Tsípras prend la parole. Il est jeune (39 ans), charismatique mais totalement exempt de démagogie, aucune gestuelle autoritaire, aucune trace de la bouffonnerie des caudillos dont une partie de la gauche est si éprise. Il explique, calmement, parfois avec humour, comme s’il donnait un cours. Le public écoute avec une attention concentrée, dans un silence total, quelques rires, deux ou trois brèves interruptions pour applaudir.
Tsípras dénonce l’autoritarisme croissant du gouvernement, autoritarisme d’un gouvernement faible voué à l’échec, évitant par tous les moyens de nouvelles élections pour repousser l’échéance de la catastrophe qui l’attend.

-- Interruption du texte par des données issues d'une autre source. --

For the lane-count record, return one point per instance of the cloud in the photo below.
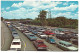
(30, 9)
(7, 8)
(17, 5)
(67, 8)
(36, 4)
(66, 14)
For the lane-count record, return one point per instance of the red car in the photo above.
(49, 33)
(39, 44)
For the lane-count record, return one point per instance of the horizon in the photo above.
(24, 10)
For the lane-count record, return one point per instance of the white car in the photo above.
(42, 35)
(16, 45)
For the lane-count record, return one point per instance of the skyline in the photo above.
(29, 9)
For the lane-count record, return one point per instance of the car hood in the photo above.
(72, 48)
(52, 40)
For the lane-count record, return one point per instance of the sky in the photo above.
(31, 9)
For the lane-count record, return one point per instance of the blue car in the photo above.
(50, 39)
(32, 37)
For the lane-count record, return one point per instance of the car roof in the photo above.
(64, 42)
(16, 40)
(39, 40)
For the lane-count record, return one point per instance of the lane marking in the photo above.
(21, 39)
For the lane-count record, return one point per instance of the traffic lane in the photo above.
(7, 37)
(51, 47)
(27, 44)
(57, 40)
(2, 36)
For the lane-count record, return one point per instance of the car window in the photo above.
(16, 43)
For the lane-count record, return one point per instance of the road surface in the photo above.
(6, 37)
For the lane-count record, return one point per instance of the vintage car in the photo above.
(31, 36)
(50, 40)
(26, 32)
(63, 36)
(66, 46)
(39, 44)
(16, 45)
(42, 35)
(49, 33)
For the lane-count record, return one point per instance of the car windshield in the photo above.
(51, 37)
(16, 43)
(15, 33)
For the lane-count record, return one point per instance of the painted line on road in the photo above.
(24, 44)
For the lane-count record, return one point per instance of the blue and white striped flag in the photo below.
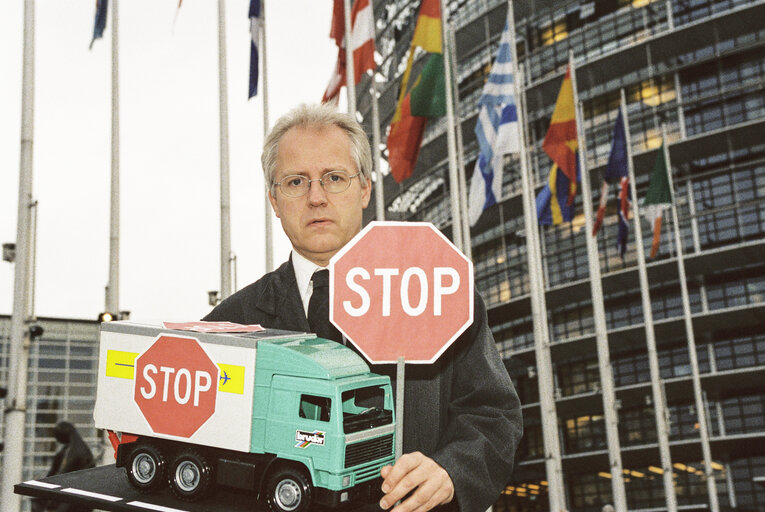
(496, 129)
(255, 21)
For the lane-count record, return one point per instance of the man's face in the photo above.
(319, 223)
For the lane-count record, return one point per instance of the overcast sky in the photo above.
(170, 215)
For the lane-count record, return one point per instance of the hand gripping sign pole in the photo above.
(400, 281)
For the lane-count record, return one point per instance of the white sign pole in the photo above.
(400, 365)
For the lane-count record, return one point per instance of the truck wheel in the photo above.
(288, 490)
(146, 467)
(191, 476)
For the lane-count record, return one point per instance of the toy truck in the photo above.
(290, 417)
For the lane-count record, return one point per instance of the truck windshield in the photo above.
(364, 408)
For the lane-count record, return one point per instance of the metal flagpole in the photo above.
(379, 192)
(599, 315)
(452, 49)
(113, 288)
(549, 415)
(264, 87)
(714, 504)
(451, 142)
(660, 406)
(15, 411)
(225, 195)
(350, 84)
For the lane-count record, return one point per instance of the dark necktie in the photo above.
(318, 308)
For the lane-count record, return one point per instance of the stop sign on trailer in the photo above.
(401, 289)
(176, 385)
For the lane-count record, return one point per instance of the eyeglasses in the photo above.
(334, 182)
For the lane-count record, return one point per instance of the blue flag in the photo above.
(255, 21)
(617, 172)
(496, 129)
(100, 22)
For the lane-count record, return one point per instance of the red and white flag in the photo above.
(362, 44)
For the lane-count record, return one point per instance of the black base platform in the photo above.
(107, 488)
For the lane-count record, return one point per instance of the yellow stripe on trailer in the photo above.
(231, 379)
(120, 364)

Sur le syndicalisme, il abonde dans notre sens: Syriza fera tout pour libérer les travailleurs grecs des entraves bureaucratiques qui les empêchent de manifester leur puissance.
La réunion prend fin, Tsípras me rejoint à la sortie, me donne une poignée avec sa grosse main, me dit « wonderful speech » avec un grand sourire, et disparaît avec sa garde rapprochée. Le GLI grec est lancé.